T. A. Sekhar

Personal information
- Full name: Thirumalai Ananthanpillai Sekhar
- Born: 28 March 1956 (age 70) Madras, Madras State, India
- Batting: Right-handed
- Bowling: Right-arm fast-medium

International information
- National side: India;
- Test debut (cap 163): 23 January 1983 v Pakistan
- Last Test: 30 January 1983 v Pakistan
- ODI debut (cap 44): 21 January 1983 v Pakistan
- Last ODI: 27 January 1985 v England

Career statistics
| Competition | Test | ODIs | FC |
| Matches | 2 | 4 | 44 |
| Runs scored | 0 | – | 495 |
| Batting average | – | – | 14.14 |
| 100s/50s | 0/0 | 0/0 | 0/1 |
| Top score | 0* | – | 58 |
| Balls bowled | 204 | 156 | 6,070 |
| Wickets | 0 | 5 | 130 |
| Bowling average | – | 25.60 | 27.73 |
| 5 wickets in innings | – | 0 | 7 |
| 10 wickets in match | – | 0 | 2 |
| Best bowling | – | 3/23 | 9/54 |
| Catches/stumpings | 0/– | 0/– | 19/– |
- Source: Cricinfo, 30 April 2026

= T. A. Sekhar =

Indian cricketer (born 1956)

Thirumalai Ananthanpillai Sekhar (born 28 March 1956 in Madras) is a former fast bowler who represented India in Test cricket and One Day Internationals.

Sekhar was one of the fastest bowlers in India in the early eighties. His two Test matches were in the 1982–83 season when he was flown out to Pakistan to replace the injured Madan Lal. He did not take a wicket in either match. He played a One Day International in that series and three more against England two years later.

Sekhar played for Tamil Nadu between 1976/77 and 1987/88 taking 74 wickets.
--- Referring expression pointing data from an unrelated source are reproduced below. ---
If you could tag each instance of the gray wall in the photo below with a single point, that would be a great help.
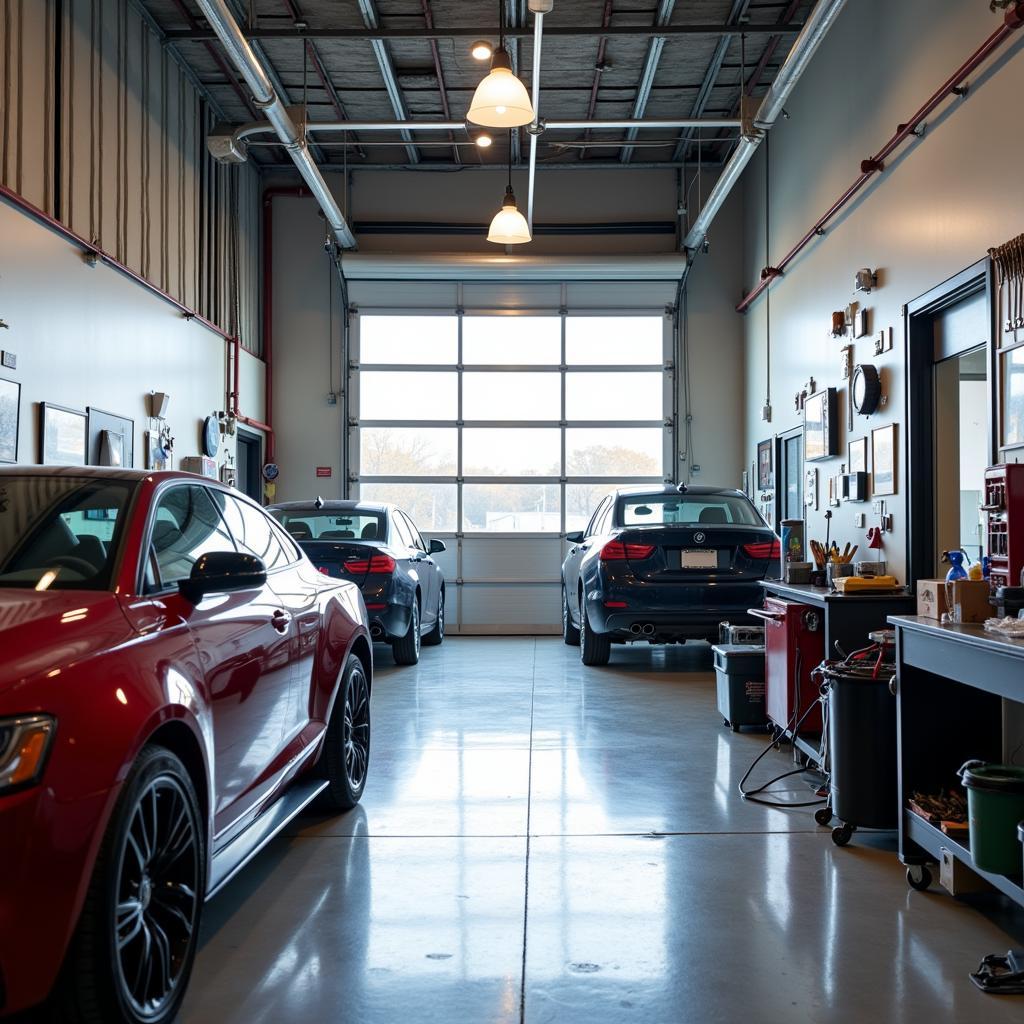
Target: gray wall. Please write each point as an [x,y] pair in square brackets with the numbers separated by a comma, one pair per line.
[90,336]
[309,431]
[117,154]
[939,206]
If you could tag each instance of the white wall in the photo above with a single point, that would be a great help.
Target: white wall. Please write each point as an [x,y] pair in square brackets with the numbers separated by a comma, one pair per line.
[941,203]
[90,336]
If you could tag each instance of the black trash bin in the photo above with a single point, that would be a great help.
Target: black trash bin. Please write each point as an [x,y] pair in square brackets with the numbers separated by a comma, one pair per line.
[739,671]
[861,747]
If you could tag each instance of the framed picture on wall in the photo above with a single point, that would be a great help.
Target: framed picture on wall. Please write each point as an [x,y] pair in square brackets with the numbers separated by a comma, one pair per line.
[857,456]
[10,408]
[764,465]
[62,435]
[884,460]
[820,425]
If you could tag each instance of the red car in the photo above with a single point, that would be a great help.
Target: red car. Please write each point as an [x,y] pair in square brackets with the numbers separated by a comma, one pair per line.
[177,682]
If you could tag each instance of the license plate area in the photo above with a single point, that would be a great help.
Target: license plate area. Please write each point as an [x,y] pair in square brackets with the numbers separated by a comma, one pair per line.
[698,558]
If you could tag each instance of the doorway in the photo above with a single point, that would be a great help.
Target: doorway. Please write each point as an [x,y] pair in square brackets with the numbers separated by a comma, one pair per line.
[949,401]
[249,459]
His career best effort was 9 for 54 against Kerala in 1982/83. He played for Madhya Pradesh for two seasons before bowing out of the game.

Since then his major contribution to Indian cricket was as a bowling coach at the MRF Pace Foundation in Chennai where he was chief coach for several years, working with leading pace bowlers from across the world. He also served as South Zone representative on the National Selection Committee for a period of time. He was later appointed as a talent scout for Mumbai Indians.